Paper Structure (38 sections, 6 equations, 5 figures, 14 tables)

This paper contains 38 sections, 6 equations, 5 figures, 14 tables.

Figures (5)

  • Figure 1: (a) -- (d) are four categories of current Two-Tower vision-language models; (e) gives a brief illustration of the BridgeTower architecture. VE, TE, and CE are short for the Visual Encoder, Textual Encoder, and Cross-modal Encoder, respectively. The height of each rectangle represents its relative computational cost. $\text{VE}=\text{TE}$ indicates that the visual encoder and the textual encoder have the same or a similar number of parameters or computational costs. Illustration inspired by ViLT.
  • Figure 2: Illustration of BridgeTower.
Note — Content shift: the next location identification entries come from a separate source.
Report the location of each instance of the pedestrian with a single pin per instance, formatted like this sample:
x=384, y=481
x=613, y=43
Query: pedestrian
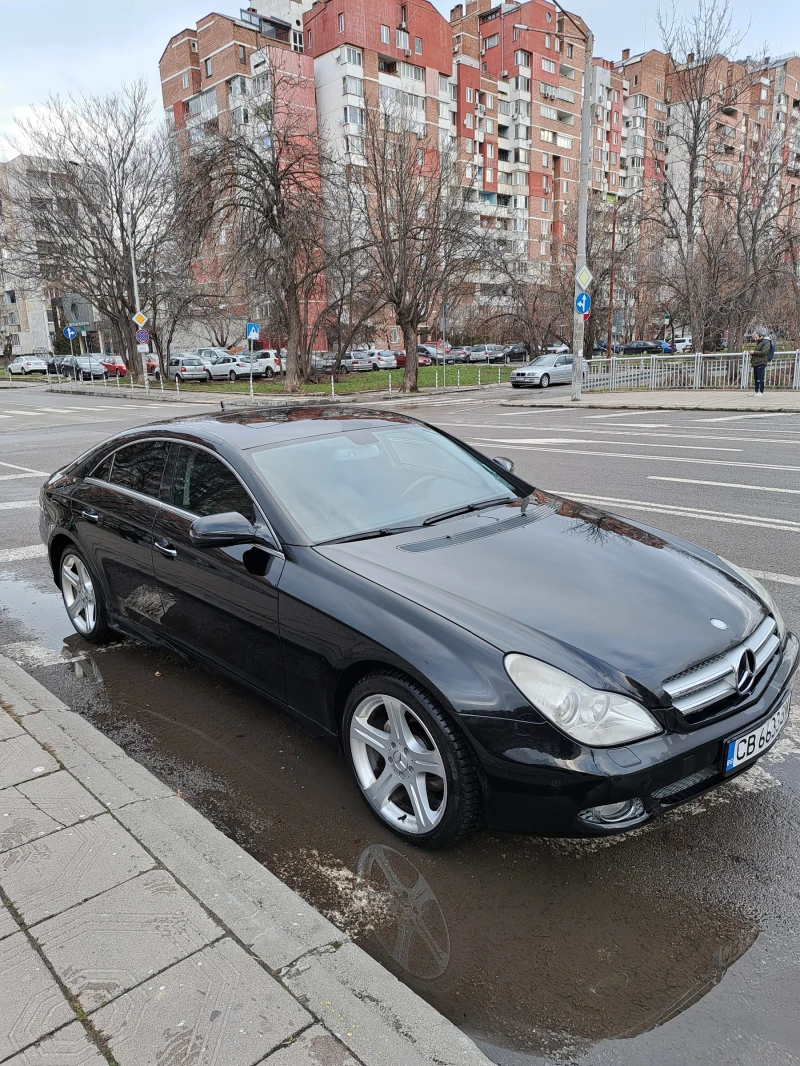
x=758, y=360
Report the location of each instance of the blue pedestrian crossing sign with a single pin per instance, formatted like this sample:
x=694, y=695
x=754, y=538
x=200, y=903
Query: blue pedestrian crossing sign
x=582, y=303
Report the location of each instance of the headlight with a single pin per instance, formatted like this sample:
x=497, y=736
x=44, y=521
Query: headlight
x=758, y=588
x=589, y=715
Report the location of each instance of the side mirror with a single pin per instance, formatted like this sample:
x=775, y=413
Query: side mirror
x=227, y=530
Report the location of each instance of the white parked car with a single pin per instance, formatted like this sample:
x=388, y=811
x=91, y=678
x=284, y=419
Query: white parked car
x=28, y=365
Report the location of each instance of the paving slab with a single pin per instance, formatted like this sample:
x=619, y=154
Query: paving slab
x=217, y=1008
x=21, y=821
x=68, y=1047
x=49, y=875
x=32, y=1003
x=114, y=941
x=315, y=1047
x=21, y=758
x=62, y=797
BridgeTower consists of a $12$-layer textual encoder, a $12$-layer visual encoder, and a 6-layer cross-modal encoder. Each of the top $6$ layers of the visual and textual encoders is connected to each layer of the cross-modal encoder via bridge layers, which brings bottom-up alignment and fusion to the cross-modal encoder.
  • Figure 3: The KL divergence between attention distributions of different heads (small dots) and the averaged KL divergence (large dots) in each layer w.r.t. the layer number on the self-/cross-attention of the visual/textual part of the cross-modal encoder in the Meter and BridgeTower models.
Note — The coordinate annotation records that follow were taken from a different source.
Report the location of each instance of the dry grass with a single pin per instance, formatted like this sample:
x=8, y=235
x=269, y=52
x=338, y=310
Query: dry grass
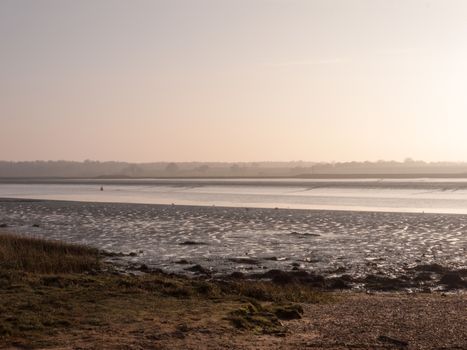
x=48, y=297
x=41, y=256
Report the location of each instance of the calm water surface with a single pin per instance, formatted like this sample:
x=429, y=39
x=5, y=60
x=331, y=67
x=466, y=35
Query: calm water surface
x=393, y=195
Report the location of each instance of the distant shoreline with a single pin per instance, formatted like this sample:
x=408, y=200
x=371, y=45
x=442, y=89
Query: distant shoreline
x=9, y=179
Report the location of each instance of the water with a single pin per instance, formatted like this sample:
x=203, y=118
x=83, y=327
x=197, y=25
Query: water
x=391, y=195
x=374, y=226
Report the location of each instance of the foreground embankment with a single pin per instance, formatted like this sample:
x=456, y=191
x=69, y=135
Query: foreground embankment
x=329, y=249
x=60, y=296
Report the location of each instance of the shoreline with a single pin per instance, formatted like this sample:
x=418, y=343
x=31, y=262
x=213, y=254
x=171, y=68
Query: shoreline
x=202, y=250
x=101, y=308
x=26, y=200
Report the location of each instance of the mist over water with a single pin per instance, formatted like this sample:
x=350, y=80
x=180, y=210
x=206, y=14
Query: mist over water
x=393, y=195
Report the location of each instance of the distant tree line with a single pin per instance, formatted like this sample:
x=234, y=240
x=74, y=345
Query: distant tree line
x=91, y=168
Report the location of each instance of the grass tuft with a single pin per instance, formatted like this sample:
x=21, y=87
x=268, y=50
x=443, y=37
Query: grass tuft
x=36, y=255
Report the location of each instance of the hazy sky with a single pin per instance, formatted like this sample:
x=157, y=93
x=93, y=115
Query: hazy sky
x=233, y=80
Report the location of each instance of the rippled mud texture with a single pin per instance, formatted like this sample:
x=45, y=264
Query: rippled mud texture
x=226, y=240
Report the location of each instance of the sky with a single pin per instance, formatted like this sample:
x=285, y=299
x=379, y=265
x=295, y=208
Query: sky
x=238, y=80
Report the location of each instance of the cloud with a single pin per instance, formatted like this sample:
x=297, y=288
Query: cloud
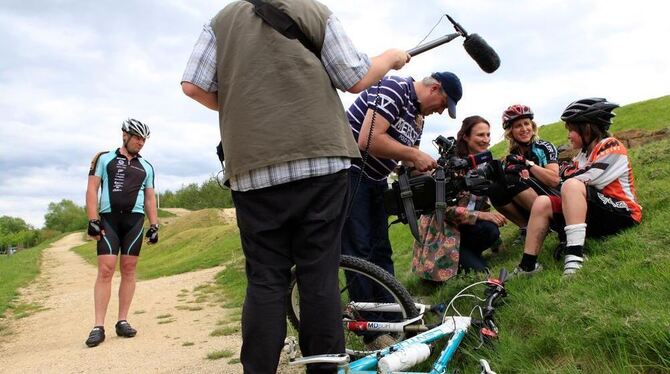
x=71, y=71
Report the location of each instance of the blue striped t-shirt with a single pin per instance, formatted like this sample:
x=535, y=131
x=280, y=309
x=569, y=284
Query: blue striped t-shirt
x=398, y=105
  • Figure 4: (a) & (b) give brief illustration of BridgeTower and Meter architectures; (c) gives a brief illustration of a $3$-layer cross-modal encoder with $2$ internal cross-modal layers and $1$ external cross-modal layer; (d) gives a brief illustration of how Meter explores simple multi-layer feature fusion via weighted sum of uni-modal representations of all layers.
  • Figure 5: Visualization of the cross-attention map of our BridgeTower and Meter. The example comes from the VQAv2 validation set. Predictions come from the fine-tuning checkpoints of both models.